Mr Miles said it would be working with health promotion groups such as Diabetes Australia Queensland, as well as the food and beverage industry to “codify” what constitutes junk food.

But the junk-food ban won’t be stopping fast-food giants advertising their ‘healthier options’, such as McDonald’s salads and sandwich wraps, if products are lower in fat, sugar and salt.

“If a food provider wanted to advertise healthier food options, that would still be allowed,” Mr Miles said.

Fast-food advertisers will also be able to continue advertising their burgers, soft drinks, fries and fried chicken at Queensland government-owned stadiums such as The Gabba, Lang Park and Carrara Stadium.
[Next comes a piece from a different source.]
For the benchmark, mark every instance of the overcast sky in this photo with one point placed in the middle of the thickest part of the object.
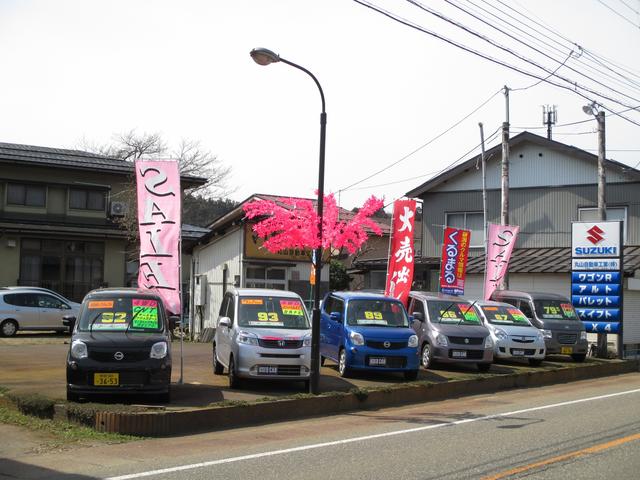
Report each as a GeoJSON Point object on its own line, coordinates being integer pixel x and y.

Mr Miles told reporters that the ban wouldn’t apply to stadiums “at this stage”, because contracts at sporting venues were much more complicated than properties the government owned outright.

“This is a chance for us to prove that it can work in places that the contracts are much more simple,” Mr Miles said.

Junk food advertisements will be banned in many public spaces. Photo: AAP

Deputy Opposition Leader Tim Mander said the ban was a “knee-jerk reaction” by the government to “deflect attention away from the current health crisis”, according to the ABC.

“We think the government should be focusing on hospital beds, not billboards,” Mr Mander said.

“If it was fair dinkum, it would not have reduced the preventative health budget by $300,000.

“These are items that are freely in the community and people need to make their own choices.”

Lyn Hamill, from Diabetes Australia Queensland, told reporters on Sunday that 80 per cent of Queenslanders were either overweight or obese, based on body mass index calculations, using height and weight.

Ms Hamill said children would often choose food from the “bright” and “shiny” advertisements that looked more interesting than an apple or pear.

“The removal of access to advertising will help Queenslanders actually move to make more healthy decisions about what they eat,” Ms Hamill said.

In February Cancer Council New South Wales found 72 per cent of food ads on buses and designated school routes were for junk food.

Using hypothetical school routes in 21 Sydney school areas, the study also revealed children using public transport saw 4.5 junk food ads per trip on average, more than double the number if they walked to school.